In 1974, a Pan American World Airways Boeing 707 crashed just short of Runway 6 in Pago Pago, American Samoa. That accident investigation report was maybe the first to use the term “black hole.” In 1997, an Air Sunshine flight crashed on approach to St. Thomas in the Virgin Islands. That NTSB report concluded, “evidence suggests that the absence of visual cues caused by the combination of dark sky and darkness over the water produced a ‘black hole’ effect in which the pilot lost visual sense of the airplane’s height above the water.”
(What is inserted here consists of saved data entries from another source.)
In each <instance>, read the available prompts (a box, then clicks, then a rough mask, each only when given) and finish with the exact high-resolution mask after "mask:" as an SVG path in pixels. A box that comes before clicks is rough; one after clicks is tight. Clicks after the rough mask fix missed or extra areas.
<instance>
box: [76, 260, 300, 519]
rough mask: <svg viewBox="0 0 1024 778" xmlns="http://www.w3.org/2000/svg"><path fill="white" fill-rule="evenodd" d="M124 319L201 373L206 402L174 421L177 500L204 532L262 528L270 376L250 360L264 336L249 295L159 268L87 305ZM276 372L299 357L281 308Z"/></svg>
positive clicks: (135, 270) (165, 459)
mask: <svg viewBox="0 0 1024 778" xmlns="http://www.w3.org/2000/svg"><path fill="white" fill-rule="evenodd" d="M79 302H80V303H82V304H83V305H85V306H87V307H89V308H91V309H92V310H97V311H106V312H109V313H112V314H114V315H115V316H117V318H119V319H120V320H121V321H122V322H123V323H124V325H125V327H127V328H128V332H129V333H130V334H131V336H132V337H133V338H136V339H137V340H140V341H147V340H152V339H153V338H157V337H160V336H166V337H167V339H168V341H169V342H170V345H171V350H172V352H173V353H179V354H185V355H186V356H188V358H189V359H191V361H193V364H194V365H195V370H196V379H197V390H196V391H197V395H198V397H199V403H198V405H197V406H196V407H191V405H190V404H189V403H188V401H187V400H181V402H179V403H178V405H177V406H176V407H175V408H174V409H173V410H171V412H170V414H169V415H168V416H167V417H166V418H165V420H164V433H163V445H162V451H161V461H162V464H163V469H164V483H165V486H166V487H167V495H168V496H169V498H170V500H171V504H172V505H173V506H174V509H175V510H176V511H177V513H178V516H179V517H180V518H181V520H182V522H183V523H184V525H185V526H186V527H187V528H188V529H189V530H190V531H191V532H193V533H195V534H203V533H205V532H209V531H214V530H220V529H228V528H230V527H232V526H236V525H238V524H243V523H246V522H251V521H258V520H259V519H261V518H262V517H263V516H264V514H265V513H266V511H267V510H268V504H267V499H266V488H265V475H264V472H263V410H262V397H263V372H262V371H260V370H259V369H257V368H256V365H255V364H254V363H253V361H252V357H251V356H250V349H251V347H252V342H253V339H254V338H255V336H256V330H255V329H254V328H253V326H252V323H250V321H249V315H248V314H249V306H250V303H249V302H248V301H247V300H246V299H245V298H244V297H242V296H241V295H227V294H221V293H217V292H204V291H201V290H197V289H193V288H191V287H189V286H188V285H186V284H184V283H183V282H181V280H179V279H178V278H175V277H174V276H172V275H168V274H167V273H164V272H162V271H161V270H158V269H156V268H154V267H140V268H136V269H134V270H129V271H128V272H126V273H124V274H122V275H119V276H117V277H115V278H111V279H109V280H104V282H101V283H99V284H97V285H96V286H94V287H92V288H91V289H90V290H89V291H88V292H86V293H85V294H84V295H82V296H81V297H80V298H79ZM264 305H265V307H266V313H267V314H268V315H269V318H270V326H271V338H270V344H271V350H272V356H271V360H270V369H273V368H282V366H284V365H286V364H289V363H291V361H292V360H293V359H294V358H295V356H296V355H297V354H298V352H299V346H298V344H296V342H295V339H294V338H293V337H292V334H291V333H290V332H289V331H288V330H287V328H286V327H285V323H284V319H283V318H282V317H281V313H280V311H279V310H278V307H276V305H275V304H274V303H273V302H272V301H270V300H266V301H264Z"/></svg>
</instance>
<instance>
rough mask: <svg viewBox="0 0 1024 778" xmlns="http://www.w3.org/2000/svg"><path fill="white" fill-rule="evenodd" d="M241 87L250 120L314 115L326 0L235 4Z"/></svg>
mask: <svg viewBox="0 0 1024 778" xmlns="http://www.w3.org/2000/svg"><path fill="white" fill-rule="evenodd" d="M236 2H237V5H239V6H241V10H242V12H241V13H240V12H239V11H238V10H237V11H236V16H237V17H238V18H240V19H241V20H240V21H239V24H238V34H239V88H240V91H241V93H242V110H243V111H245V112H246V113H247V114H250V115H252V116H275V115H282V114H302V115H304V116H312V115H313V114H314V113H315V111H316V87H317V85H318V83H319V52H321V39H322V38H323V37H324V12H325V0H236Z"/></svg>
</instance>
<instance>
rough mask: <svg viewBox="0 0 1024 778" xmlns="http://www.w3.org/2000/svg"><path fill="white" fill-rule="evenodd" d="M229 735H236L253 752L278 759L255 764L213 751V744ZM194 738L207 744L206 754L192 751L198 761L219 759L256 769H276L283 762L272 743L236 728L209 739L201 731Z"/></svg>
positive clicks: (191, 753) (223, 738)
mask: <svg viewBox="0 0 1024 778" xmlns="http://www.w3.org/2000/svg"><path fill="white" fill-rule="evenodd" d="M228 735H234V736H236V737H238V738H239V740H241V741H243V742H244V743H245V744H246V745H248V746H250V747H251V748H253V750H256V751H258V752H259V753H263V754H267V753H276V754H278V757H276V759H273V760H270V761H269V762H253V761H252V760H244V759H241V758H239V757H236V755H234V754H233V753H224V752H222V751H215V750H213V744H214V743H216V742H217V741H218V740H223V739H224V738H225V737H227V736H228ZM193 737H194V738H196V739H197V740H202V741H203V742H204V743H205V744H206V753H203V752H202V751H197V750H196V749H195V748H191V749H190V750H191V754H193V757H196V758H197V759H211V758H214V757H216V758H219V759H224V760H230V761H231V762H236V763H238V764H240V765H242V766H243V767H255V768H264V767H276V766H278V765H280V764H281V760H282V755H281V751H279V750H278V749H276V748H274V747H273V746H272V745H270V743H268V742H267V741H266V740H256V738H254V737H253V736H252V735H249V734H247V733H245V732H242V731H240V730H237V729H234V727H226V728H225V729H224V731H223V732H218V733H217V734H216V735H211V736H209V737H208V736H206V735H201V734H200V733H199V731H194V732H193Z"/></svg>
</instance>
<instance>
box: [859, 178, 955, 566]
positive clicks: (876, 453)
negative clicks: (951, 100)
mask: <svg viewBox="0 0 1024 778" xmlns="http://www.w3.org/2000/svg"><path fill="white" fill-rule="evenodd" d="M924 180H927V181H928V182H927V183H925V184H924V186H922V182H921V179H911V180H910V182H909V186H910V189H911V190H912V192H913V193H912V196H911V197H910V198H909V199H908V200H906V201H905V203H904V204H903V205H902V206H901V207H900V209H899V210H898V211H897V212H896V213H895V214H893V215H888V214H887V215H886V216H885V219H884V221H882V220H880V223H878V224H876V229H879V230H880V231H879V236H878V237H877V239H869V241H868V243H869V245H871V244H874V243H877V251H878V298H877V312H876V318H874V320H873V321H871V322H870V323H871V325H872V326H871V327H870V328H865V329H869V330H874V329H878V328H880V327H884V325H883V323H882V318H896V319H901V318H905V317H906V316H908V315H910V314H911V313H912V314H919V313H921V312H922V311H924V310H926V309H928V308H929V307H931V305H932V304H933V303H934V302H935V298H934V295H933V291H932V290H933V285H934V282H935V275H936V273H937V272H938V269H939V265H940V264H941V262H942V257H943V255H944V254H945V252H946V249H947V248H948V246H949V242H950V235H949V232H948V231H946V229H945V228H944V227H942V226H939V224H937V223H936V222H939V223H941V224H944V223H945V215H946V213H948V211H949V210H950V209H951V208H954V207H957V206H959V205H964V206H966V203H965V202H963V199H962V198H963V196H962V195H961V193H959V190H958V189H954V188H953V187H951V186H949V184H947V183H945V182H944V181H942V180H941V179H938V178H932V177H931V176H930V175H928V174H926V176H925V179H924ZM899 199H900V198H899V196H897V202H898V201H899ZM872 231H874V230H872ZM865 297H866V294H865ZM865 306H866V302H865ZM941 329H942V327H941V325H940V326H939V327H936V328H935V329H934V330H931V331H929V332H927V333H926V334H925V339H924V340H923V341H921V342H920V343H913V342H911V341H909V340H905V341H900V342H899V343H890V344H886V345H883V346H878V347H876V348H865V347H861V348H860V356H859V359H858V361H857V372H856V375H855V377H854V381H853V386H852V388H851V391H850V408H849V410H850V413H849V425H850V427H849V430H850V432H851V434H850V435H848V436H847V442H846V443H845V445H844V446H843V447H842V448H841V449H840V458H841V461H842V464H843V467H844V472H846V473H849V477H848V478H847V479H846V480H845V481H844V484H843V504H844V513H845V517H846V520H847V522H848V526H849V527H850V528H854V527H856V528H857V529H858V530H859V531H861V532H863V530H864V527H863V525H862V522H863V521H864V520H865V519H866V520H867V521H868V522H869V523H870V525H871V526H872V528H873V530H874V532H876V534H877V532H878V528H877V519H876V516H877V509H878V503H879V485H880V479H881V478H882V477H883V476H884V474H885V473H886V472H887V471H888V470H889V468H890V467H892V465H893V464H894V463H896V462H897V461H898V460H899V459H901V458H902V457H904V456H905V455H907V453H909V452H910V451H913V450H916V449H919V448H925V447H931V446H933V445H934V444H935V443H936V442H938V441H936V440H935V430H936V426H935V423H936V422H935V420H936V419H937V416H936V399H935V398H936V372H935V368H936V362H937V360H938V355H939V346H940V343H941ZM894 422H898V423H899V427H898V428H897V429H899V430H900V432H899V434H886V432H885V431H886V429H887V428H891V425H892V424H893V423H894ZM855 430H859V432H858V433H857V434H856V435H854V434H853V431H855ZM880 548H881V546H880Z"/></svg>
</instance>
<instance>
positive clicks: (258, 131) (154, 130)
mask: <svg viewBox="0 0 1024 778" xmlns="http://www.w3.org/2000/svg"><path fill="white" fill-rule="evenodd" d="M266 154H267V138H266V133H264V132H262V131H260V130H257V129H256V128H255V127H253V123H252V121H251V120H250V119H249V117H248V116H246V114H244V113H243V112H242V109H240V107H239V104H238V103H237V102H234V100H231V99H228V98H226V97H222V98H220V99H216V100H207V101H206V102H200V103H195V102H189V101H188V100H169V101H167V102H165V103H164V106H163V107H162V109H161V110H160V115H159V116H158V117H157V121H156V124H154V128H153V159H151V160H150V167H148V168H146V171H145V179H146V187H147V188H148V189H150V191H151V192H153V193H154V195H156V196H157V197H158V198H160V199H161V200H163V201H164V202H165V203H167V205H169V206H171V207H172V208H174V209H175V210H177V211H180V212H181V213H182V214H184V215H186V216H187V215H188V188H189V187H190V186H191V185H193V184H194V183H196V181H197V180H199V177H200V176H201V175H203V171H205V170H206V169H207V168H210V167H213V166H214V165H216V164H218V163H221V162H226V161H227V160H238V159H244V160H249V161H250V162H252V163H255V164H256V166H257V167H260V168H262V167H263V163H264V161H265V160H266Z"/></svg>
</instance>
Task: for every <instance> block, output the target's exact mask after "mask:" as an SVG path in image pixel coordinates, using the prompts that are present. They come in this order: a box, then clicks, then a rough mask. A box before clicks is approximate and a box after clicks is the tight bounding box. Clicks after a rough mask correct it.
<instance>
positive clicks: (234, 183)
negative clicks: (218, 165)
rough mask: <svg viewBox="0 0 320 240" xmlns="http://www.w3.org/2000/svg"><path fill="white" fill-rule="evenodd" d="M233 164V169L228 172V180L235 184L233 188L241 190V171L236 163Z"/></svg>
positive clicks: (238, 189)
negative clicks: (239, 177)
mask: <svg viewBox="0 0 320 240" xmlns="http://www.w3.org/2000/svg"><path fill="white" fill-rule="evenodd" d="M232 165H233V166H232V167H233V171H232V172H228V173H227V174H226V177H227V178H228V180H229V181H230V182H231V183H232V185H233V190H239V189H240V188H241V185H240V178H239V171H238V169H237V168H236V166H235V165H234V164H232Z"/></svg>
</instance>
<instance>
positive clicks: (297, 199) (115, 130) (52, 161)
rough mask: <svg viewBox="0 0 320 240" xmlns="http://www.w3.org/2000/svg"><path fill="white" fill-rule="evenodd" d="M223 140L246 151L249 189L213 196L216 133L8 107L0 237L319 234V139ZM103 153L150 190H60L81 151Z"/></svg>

The Saratoga pilot was having problems instrument flying, so breaking out into the clear, he may have quickly transitioned to controlling his flight path almost exclusively by using visual signals. Unfortunately, the final approach to Runway 32 at RDU passes directly over a large, completely dark state park. At night, under a 1,000-foot cloud ceiling, there are no lights between the airplane and the runway threshold. There is no horizon and no visible terrain. There are no approach lights. The lights of the airport are all behind the runway. It’s a classic black hole scenario, and the NTSB’s omission of the black-hole illusion in the probable cause does not help scientists cataloging and researching the accident cause. And it doesn’t help pilots guard against the insidious illusion that waits for all of us on some clear dark night.